One of Simpson's victims undermines the prosecution's case
LAS VEGAS -- One of the alleged victims in the O.J. Simpson armed robbery and kidnapping trial testified Thursday that he didn't want to be on the witness stand as he provided key evidence undermining the prosecution case.
Memorabilia peddler and convicted felon Alfred Beardsley testified that he and Simpson were "set up" by Thomas Riccio, the collectibles broker who arranged their meeting in a casino hotel room, and that "chunks" of dialogue were missing from secret recordings Riccio made of the confrontation.
"I do not want to be here," Beardsley said. "I've made that clear for the past year."
Clark County District Attorney David Roger later told reporters he plans to rest his case Friday after the testimony of central witness Michael McClinton, who has said he brought guns at Simpson's request and wielded one during the confrontation.
Simpson's lawyers said their case would begin Monday. They have not said whether Simpson and co-defendant Clarence "C.J." Stewart will testify, but with testimony from witnesses for Simpson expected to wrap up quickly, the case could go to the jury by the end of next week.
Under cross-examination Thursday by Simpson lawyer Yale Galanter, Beardsley called Riccio's recordings a "work of art" and suggested that Riccio had time to edit them before selling them to a celebrity Web site and later turning them over to police.
"He took the recording of the so-called incident or the crime and withheld it from the police -- took it back to Los Angeles for a period of time," Beardsley said.
After leading Beardsley through a description of the confrontation, Roger played a 911 tape in which Beardsley demands that police arrive immediately at the Palace Station hotel and casino to find and arrest Simpson.
"We were just robbed at gunpoint by O.J. Simpson and a bunch of other men!" Beardsley exclaims. "And I want 'em arrested!"
After an objection from Roger, Judge Jackie Glass stopped Galanter from asking Beardsley whether he wanted charges dropped. She also stopped Galanter from asking whether Beardsley believed a crime had been committed against him.
Beardsley, 46, of Burbank, Calif., is serving time on a parole violation after being convicted of stalking a California woman. He has been held since April on allegations that he threatened Riccio.
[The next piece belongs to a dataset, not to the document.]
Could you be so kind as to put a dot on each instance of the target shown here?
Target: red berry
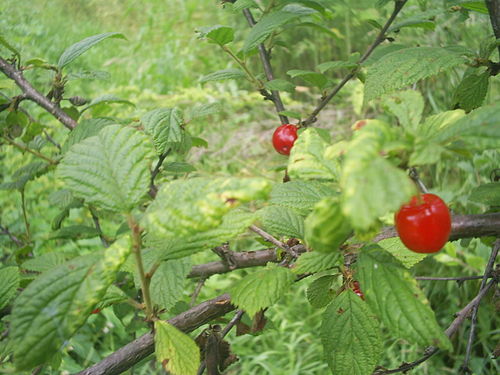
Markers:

Glass struggled most of the day to keep jurors from being reminded of Simpson's infamous Los Angeles murder case, ruling that a witness could not mention the former football star's troubled past.
Mike Gilbert, a memorabilia dealer who was once Simpson's agent, was called by the prosecution in hopes of establishing that Simpson held a grudge against Gilbert over personal possessions taken from his Los Angeles home after he was acquitted of killing his ex-wife, Nicole Brown Simpson, and her friend, Ronald Goldman.
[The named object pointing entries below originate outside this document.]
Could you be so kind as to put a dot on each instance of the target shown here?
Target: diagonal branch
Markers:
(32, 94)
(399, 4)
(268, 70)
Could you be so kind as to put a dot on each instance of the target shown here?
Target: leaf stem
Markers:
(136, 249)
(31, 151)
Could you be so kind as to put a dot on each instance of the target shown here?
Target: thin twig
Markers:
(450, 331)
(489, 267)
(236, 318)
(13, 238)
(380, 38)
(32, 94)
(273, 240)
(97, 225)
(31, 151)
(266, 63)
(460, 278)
Prosecutors wanted to show that Simpson gave the items to Gilbert to hide for him after a $33.5 million wrongful death civil court judgment was entered against him.
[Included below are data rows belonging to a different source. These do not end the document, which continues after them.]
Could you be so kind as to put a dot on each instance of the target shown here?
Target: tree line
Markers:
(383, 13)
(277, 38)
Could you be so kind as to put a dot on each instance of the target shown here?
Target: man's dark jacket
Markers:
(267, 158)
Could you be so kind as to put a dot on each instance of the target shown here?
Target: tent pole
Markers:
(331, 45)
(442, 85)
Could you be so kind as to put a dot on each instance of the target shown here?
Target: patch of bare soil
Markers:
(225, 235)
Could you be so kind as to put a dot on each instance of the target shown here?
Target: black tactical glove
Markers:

Glass ruled after impassioned arguments from both sides that Gilbert could talk about his past relationship with Simpson and that Simpson gave him some property.
"We're not talking about the California case," she said.
Gilbert testified that he and Simpson were once very close friends. The two men exchanged tepid smiles.
Lawyers for Stewart continued to argue that the evidence being presented had nothing to do with Stewart. They called for his case to be severed from Simpson's, but the judge again denied the motion.
Simpson and Stewart have pleaded not guilty to 12 charges, including kidnapping, armed robbery, coercion and assault with a deadly weapon. They face up to life with possibility of parole if convicted of kidnapping, the most serious charge.